Таки собственно о квартире… В общем, ничего примечательного. Четвертый этаж, кухня, раздельный санузел и длинная, узкая комната-кишка. Кухня была большая, а в комнату вела двустворчатая стеклянная дверь, поэтому, когда я рассмотрела квартиру при дневном свете и с трезвых глаз, она мне сразу понравилась. В кухне помимо четырехконфорочной электрической плиты, с которой я так и не нашла общего языка, имелась школьная парта, сколоченный прежними хозяевами рабочий стол, похожий на гигантский посылочный ящик, занавешенный шторкой (шторку, правда, они сняли и увезли), и огромный глубокий противень из нержавейки. Противень был до краев забит окурками — бывший хозяин квартиры праздновал свою «отвальную» больше недели, и выносить мусор ему было некогда. Всю остальную мебель мы добывали собственными силами. Из шести казарменных табуреток, нескольких необрезных досок и борцовского мата Леха соорудил двуспальную кровать. Из подобранной у помойки шкафной дверцы и четырех украденных у аборигенов поленьев — журнальный столик. В качестве письменного стола была притащена не какая-то там школьная парта на железных ногах, а настоящая — из батальонного учебного класса. Когда мне было скучно, я изучала автографы, вырезанные на ее суровой деревянной поверхности, и пыталась представить, чем сейчас занимаются их авторы. Особенно те, которые «ДМБ-63»…

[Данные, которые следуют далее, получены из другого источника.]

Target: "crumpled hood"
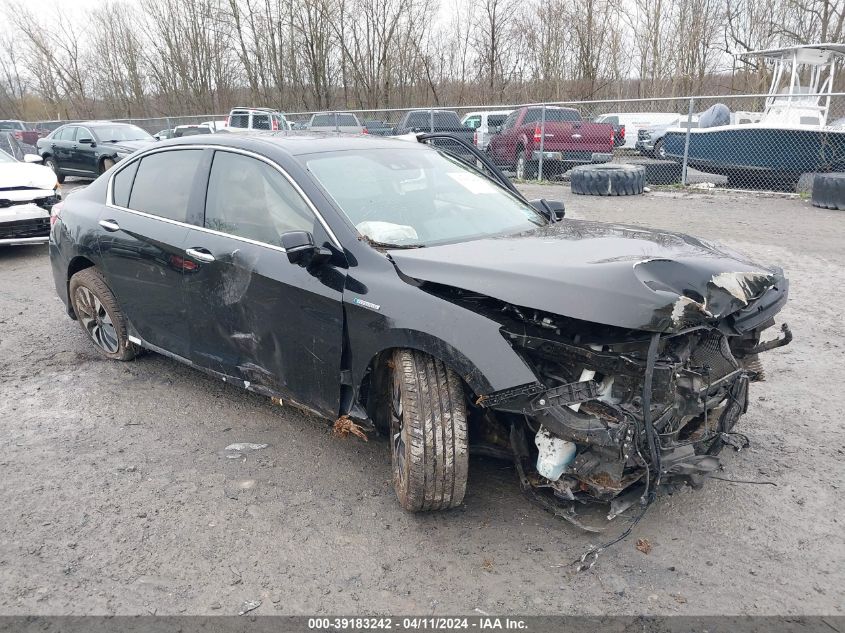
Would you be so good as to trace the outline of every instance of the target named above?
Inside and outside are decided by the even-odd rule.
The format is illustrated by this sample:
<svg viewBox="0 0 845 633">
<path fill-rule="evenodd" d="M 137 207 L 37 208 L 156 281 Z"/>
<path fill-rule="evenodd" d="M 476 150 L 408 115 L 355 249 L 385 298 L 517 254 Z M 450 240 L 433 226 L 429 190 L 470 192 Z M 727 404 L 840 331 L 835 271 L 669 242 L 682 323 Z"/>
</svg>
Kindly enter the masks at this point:
<svg viewBox="0 0 845 633">
<path fill-rule="evenodd" d="M 388 256 L 420 281 L 654 332 L 713 324 L 783 279 L 779 268 L 688 235 L 581 220 Z"/>
<path fill-rule="evenodd" d="M 52 191 L 55 186 L 56 174 L 52 169 L 32 163 L 0 163 L 0 189 L 32 187 Z"/>
</svg>

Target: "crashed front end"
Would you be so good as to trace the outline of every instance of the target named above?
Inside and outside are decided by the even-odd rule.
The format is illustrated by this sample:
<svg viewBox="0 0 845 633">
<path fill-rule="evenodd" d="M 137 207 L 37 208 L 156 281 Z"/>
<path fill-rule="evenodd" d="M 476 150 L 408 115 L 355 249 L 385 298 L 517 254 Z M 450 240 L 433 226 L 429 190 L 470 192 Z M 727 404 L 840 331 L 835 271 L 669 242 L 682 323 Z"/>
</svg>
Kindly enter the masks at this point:
<svg viewBox="0 0 845 633">
<path fill-rule="evenodd" d="M 761 338 L 788 282 L 737 273 L 700 290 L 636 330 L 485 300 L 506 317 L 502 334 L 538 377 L 477 402 L 511 421 L 524 488 L 559 500 L 615 499 L 612 513 L 621 512 L 644 493 L 701 486 L 725 445 L 746 445 L 734 429 L 749 383 L 764 377 L 759 355 L 791 340 L 786 325 L 780 338 Z"/>
</svg>

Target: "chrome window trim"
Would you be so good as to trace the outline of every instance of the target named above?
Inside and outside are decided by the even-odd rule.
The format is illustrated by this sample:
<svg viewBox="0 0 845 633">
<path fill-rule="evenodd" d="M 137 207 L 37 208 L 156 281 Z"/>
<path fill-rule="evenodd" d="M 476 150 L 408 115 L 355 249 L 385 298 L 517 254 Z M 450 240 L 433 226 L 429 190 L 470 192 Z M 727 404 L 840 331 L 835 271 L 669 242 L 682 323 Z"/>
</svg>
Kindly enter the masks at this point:
<svg viewBox="0 0 845 633">
<path fill-rule="evenodd" d="M 311 198 L 309 198 L 308 195 L 302 190 L 302 187 L 300 187 L 299 184 L 290 176 L 290 174 L 287 173 L 287 171 L 285 171 L 280 165 L 275 163 L 272 159 L 267 158 L 266 156 L 262 156 L 261 154 L 257 154 L 256 152 L 253 152 L 253 151 L 250 151 L 250 150 L 247 150 L 247 149 L 241 149 L 239 147 L 227 147 L 225 145 L 190 144 L 190 145 L 173 145 L 173 146 L 170 146 L 170 147 L 153 147 L 153 148 L 150 148 L 148 150 L 144 150 L 142 153 L 138 154 L 138 156 L 133 156 L 131 161 L 121 161 L 120 163 L 118 163 L 119 169 L 116 169 L 114 171 L 114 173 L 111 176 L 109 176 L 109 182 L 108 182 L 108 185 L 106 187 L 106 207 L 111 208 L 111 209 L 119 209 L 120 211 L 126 211 L 128 213 L 134 213 L 136 215 L 140 215 L 140 216 L 147 217 L 147 218 L 152 218 L 154 220 L 162 220 L 164 222 L 169 222 L 170 224 L 176 224 L 176 225 L 179 225 L 179 226 L 187 226 L 189 228 L 197 229 L 199 231 L 204 231 L 206 233 L 211 233 L 213 235 L 221 235 L 223 237 L 231 237 L 232 239 L 240 240 L 242 242 L 247 242 L 249 244 L 255 244 L 257 246 L 266 246 L 267 248 L 271 248 L 273 250 L 277 250 L 277 251 L 282 252 L 282 253 L 287 252 L 287 251 L 285 251 L 284 248 L 282 248 L 281 246 L 276 246 L 275 244 L 268 244 L 267 242 L 259 242 L 257 240 L 251 240 L 251 239 L 246 238 L 246 237 L 239 237 L 237 235 L 232 235 L 231 233 L 222 233 L 220 231 L 215 231 L 214 229 L 209 229 L 209 228 L 206 228 L 204 226 L 197 226 L 196 224 L 189 224 L 187 222 L 180 222 L 178 220 L 171 220 L 169 218 L 163 218 L 159 215 L 154 215 L 152 213 L 146 213 L 144 211 L 137 211 L 135 209 L 128 209 L 126 207 L 121 207 L 119 205 L 114 204 L 114 198 L 112 197 L 112 186 L 113 186 L 113 181 L 115 179 L 115 176 L 117 176 L 120 172 L 122 172 L 124 169 L 126 169 L 132 163 L 140 161 L 144 157 L 149 156 L 150 154 L 158 154 L 160 152 L 171 152 L 171 151 L 178 151 L 178 150 L 184 150 L 184 149 L 200 149 L 200 150 L 211 149 L 211 150 L 220 151 L 220 152 L 232 152 L 233 154 L 243 154 L 244 156 L 249 156 L 251 158 L 255 158 L 257 160 L 260 160 L 260 161 L 270 165 L 270 167 L 275 169 L 285 179 L 287 179 L 287 181 L 294 188 L 294 191 L 296 191 L 296 193 L 299 194 L 299 197 L 302 198 L 305 201 L 305 204 L 308 205 L 308 208 L 311 209 L 311 213 L 313 213 L 314 217 L 317 218 L 317 221 L 320 223 L 320 225 L 323 227 L 323 229 L 328 234 L 329 239 L 334 243 L 334 245 L 339 250 L 341 250 L 341 251 L 343 250 L 343 246 L 341 245 L 340 240 L 337 239 L 337 236 L 335 235 L 334 231 L 332 231 L 328 222 L 326 222 L 325 218 L 323 218 L 323 215 L 317 210 L 316 205 L 311 201 Z M 204 205 L 203 205 L 203 207 L 204 207 Z"/>
</svg>

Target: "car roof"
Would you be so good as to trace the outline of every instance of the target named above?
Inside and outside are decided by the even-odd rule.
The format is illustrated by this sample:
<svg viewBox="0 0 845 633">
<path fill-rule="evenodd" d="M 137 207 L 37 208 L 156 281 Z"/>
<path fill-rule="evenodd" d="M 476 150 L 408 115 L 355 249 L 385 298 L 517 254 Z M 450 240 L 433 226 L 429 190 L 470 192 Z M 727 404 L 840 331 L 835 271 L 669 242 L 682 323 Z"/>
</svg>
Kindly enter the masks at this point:
<svg viewBox="0 0 845 633">
<path fill-rule="evenodd" d="M 247 110 L 250 112 L 278 112 L 279 114 L 281 114 L 279 110 L 274 110 L 273 108 L 250 108 L 249 106 L 235 106 L 234 108 L 232 108 L 231 112 L 234 112 L 235 110 Z"/>
<path fill-rule="evenodd" d="M 59 127 L 65 127 L 68 125 L 83 125 L 85 127 L 103 127 L 108 125 L 109 127 L 113 127 L 115 125 L 135 125 L 134 123 L 124 123 L 123 121 L 68 121 L 67 123 L 62 123 Z M 137 126 L 135 126 L 137 127 Z M 56 128 L 57 130 L 59 128 Z"/>
<path fill-rule="evenodd" d="M 428 148 L 423 143 L 411 143 L 407 140 L 386 136 L 368 136 L 365 134 L 290 134 L 287 132 L 261 132 L 229 134 L 211 134 L 200 137 L 189 136 L 179 139 L 168 139 L 155 144 L 155 147 L 175 147 L 178 145 L 219 145 L 258 151 L 258 148 L 275 148 L 292 156 L 318 154 L 321 152 L 338 152 L 356 149 L 391 149 L 405 147 L 408 149 Z"/>
</svg>

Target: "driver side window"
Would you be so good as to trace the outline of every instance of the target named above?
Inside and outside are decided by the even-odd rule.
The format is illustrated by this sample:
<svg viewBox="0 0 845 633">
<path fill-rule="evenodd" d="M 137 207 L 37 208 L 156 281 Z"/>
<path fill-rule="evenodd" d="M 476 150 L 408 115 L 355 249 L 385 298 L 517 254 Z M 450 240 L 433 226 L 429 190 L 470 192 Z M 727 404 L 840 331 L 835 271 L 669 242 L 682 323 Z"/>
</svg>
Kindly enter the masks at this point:
<svg viewBox="0 0 845 633">
<path fill-rule="evenodd" d="M 515 112 L 511 112 L 508 115 L 508 118 L 505 119 L 505 122 L 502 124 L 502 129 L 503 130 L 511 129 L 514 126 L 514 124 L 516 123 L 516 117 L 518 115 L 519 115 L 519 110 L 516 110 Z"/>
<path fill-rule="evenodd" d="M 214 154 L 204 226 L 272 246 L 282 233 L 314 231 L 314 214 L 276 169 L 250 156 Z"/>
</svg>

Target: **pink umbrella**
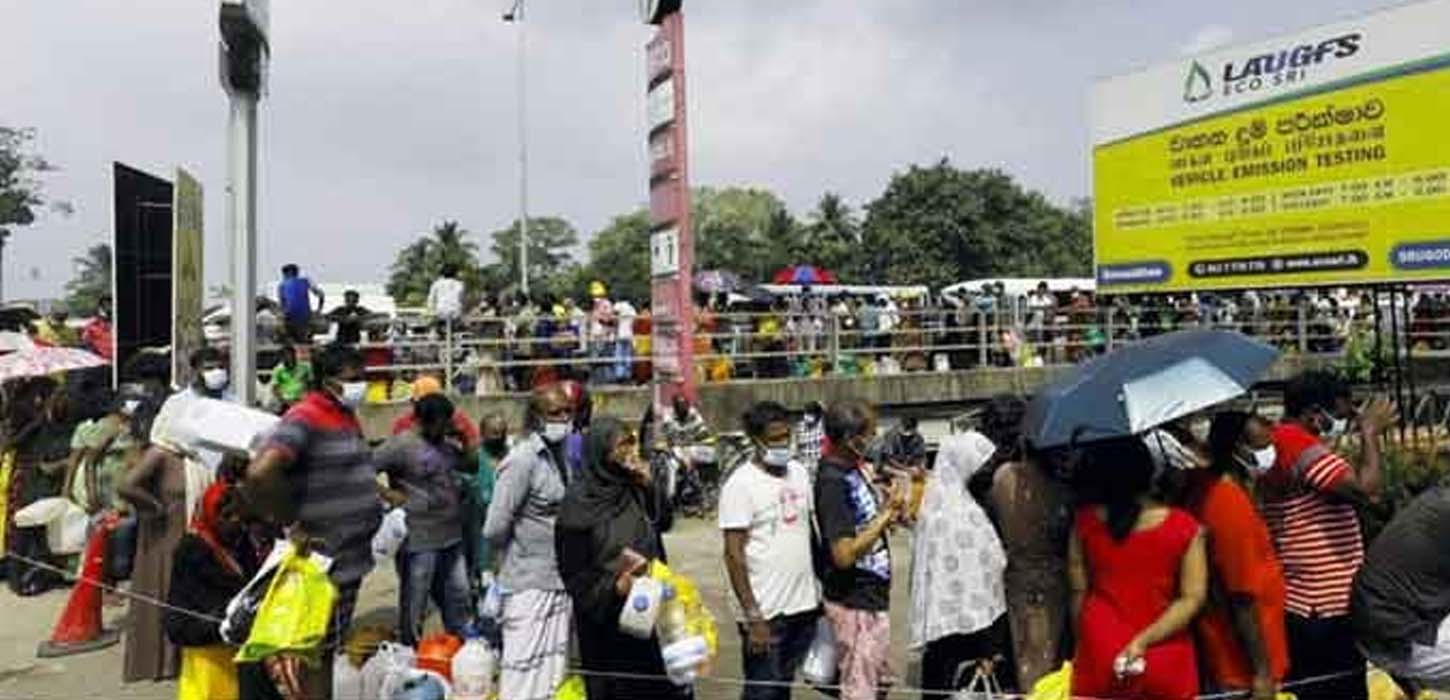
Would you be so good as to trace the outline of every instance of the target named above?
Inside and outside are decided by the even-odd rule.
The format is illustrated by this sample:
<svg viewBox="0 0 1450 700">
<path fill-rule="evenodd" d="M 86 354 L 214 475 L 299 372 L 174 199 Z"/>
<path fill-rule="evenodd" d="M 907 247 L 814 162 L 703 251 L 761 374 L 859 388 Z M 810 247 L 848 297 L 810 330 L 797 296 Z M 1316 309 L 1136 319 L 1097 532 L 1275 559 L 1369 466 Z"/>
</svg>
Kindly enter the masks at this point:
<svg viewBox="0 0 1450 700">
<path fill-rule="evenodd" d="M 106 361 L 76 348 L 34 347 L 0 356 L 0 382 L 25 377 L 44 377 L 88 367 L 100 367 Z"/>
</svg>

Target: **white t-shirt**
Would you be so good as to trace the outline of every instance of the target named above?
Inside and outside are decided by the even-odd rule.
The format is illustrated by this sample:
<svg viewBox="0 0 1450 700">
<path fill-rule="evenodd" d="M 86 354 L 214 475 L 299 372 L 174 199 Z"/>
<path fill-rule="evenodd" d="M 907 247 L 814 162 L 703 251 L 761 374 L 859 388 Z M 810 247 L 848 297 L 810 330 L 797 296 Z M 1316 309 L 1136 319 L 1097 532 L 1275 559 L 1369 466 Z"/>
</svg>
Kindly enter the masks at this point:
<svg viewBox="0 0 1450 700">
<path fill-rule="evenodd" d="M 614 302 L 615 334 L 618 340 L 634 339 L 634 319 L 639 315 L 634 310 L 634 304 L 624 299 Z"/>
<path fill-rule="evenodd" d="M 452 277 L 439 277 L 428 288 L 428 309 L 438 318 L 456 319 L 463 315 L 463 282 Z"/>
<path fill-rule="evenodd" d="M 766 619 L 816 609 L 821 589 L 811 564 L 811 480 L 791 461 L 784 477 L 749 462 L 720 490 L 720 529 L 748 530 L 745 570 L 755 602 Z M 740 603 L 730 606 L 744 620 Z"/>
</svg>

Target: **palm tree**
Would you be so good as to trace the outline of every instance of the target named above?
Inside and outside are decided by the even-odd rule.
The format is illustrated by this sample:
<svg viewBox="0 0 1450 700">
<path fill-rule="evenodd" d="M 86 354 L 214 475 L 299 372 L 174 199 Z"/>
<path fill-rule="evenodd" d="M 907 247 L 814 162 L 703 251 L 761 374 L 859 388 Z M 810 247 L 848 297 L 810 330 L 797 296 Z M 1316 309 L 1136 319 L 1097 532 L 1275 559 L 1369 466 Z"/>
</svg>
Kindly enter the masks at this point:
<svg viewBox="0 0 1450 700">
<path fill-rule="evenodd" d="M 483 275 L 478 244 L 468 236 L 468 230 L 457 221 L 444 221 L 432 234 L 408 244 L 388 270 L 388 294 L 401 305 L 421 306 L 428 298 L 428 287 L 446 265 L 458 268 L 458 278 L 469 294 L 477 293 L 483 287 Z"/>
<path fill-rule="evenodd" d="M 815 262 L 842 277 L 851 276 L 860 265 L 861 224 L 841 196 L 821 195 L 806 227 L 806 241 Z"/>
<path fill-rule="evenodd" d="M 468 231 L 459 227 L 457 221 L 444 221 L 433 229 L 429 242 L 429 257 L 441 269 L 444 265 L 456 265 L 459 270 L 478 266 L 478 244 L 467 240 Z M 460 272 L 459 274 L 463 274 Z"/>
<path fill-rule="evenodd" d="M 101 296 L 111 293 L 111 246 L 97 243 L 71 263 L 75 276 L 65 283 L 66 304 L 77 313 L 90 313 Z"/>
</svg>

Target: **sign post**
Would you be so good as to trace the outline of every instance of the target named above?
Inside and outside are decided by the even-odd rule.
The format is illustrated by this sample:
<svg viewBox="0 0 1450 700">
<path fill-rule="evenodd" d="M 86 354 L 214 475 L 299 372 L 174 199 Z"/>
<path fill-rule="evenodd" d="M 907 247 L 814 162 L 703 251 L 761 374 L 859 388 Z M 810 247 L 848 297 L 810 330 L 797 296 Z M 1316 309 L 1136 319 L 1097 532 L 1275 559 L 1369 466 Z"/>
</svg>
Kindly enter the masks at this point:
<svg viewBox="0 0 1450 700">
<path fill-rule="evenodd" d="M 1100 82 L 1107 293 L 1450 278 L 1450 0 Z"/>
<path fill-rule="evenodd" d="M 232 248 L 232 388 L 257 393 L 257 101 L 267 74 L 267 0 L 222 0 L 222 87 L 231 99 L 227 135 L 227 229 Z"/>
<path fill-rule="evenodd" d="M 176 169 L 171 190 L 171 383 L 191 384 L 191 354 L 202 346 L 202 280 L 206 235 L 201 183 Z"/>
<path fill-rule="evenodd" d="M 641 8 L 645 21 L 659 27 L 646 47 L 650 347 L 657 405 L 677 395 L 695 399 L 695 306 L 690 294 L 695 255 L 685 129 L 685 20 L 679 5 L 645 2 Z"/>
</svg>

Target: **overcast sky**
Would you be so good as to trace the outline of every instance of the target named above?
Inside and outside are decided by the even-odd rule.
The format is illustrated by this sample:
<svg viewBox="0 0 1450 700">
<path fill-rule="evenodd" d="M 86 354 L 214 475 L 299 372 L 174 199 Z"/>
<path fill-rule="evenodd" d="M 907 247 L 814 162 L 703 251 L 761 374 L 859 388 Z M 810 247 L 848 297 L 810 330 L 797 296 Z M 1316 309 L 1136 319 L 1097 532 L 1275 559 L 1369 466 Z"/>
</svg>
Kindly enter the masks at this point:
<svg viewBox="0 0 1450 700">
<path fill-rule="evenodd" d="M 517 212 L 516 27 L 507 0 L 272 0 L 262 103 L 263 281 L 381 281 L 457 219 L 487 249 Z M 804 214 L 859 207 L 949 156 L 1054 200 L 1090 192 L 1095 78 L 1342 19 L 1393 0 L 687 0 L 692 180 Z M 529 0 L 530 211 L 587 236 L 646 201 L 634 0 Z M 58 294 L 109 240 L 111 162 L 206 188 L 207 280 L 225 282 L 227 101 L 208 0 L 0 0 L 0 124 L 39 130 L 75 206 L 5 250 L 10 298 Z M 641 241 L 641 245 L 645 242 Z"/>
</svg>

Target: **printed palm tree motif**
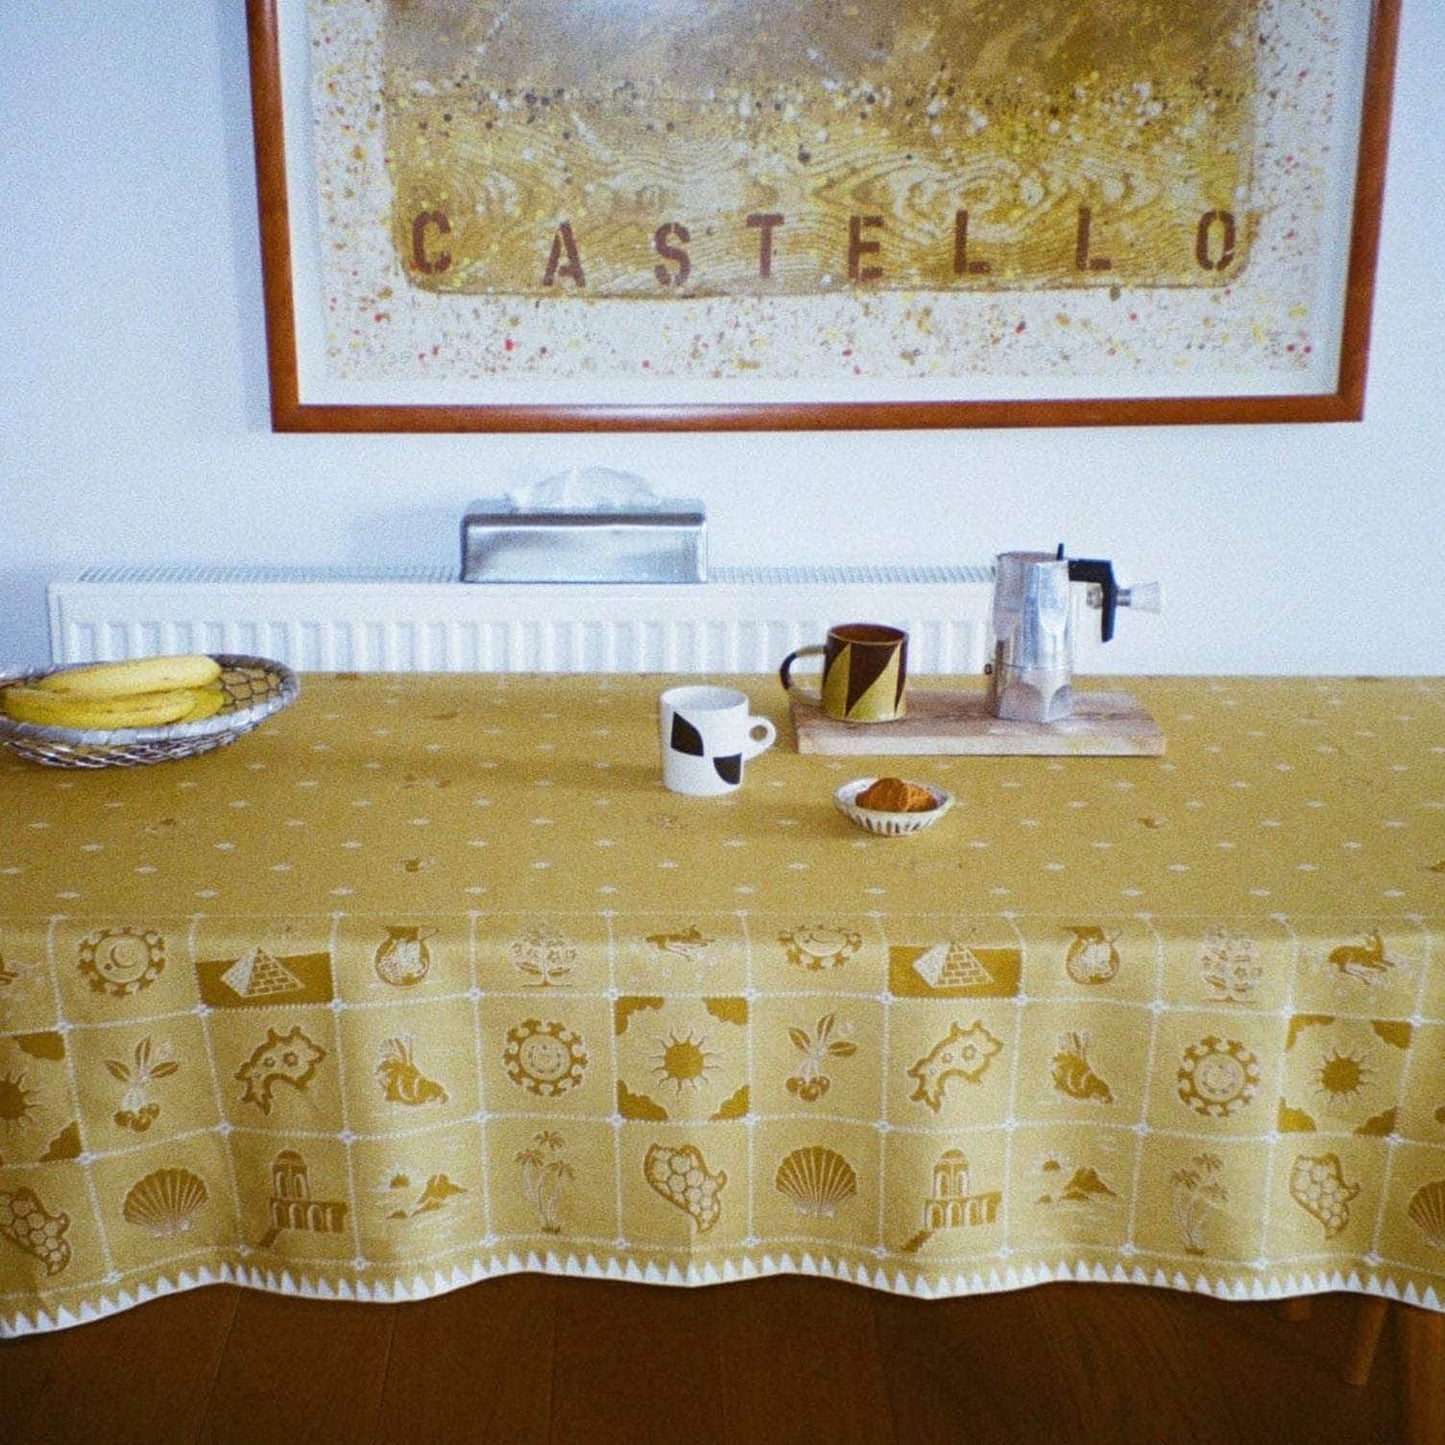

Спустя два месяца мои родители все-таки прислали нам контейнер. Им кто-то из знакомых сказал, что военная семья без контейнера — и не семья вовсе, а так, недоразумение. Как балерина на лесоповале. Таким образом, наше хозяйство пополнилось двумя школьными книжными шкафами и холодильником. Оно вообще много чем пополнилось — даже веником, потому что в контейнере оставалось свободное место, но шкафы и холодильник были наиболее крупными предметами. Холодильник, правда, переезда не вынес, и где-то на полпути испустил свой фреоновый дух. До следующего лета мы его использовали в качестве шкафа, а потом обменяли на китайскую кожаную куртку у соседей. Соседи, — капитан Толян и старлей Юрка, — как раз собирались открывать в Мирной бар, и сломанный холодильник им был нужен до зарезу. Пустые пивные банки им тоже были нужны, и их мы отдали просто так, без обмена. Что-то нам подсказывало, что до следующего Нового года мы на станции уже не дотянем, и украшать этими банками елку нам больше не придется.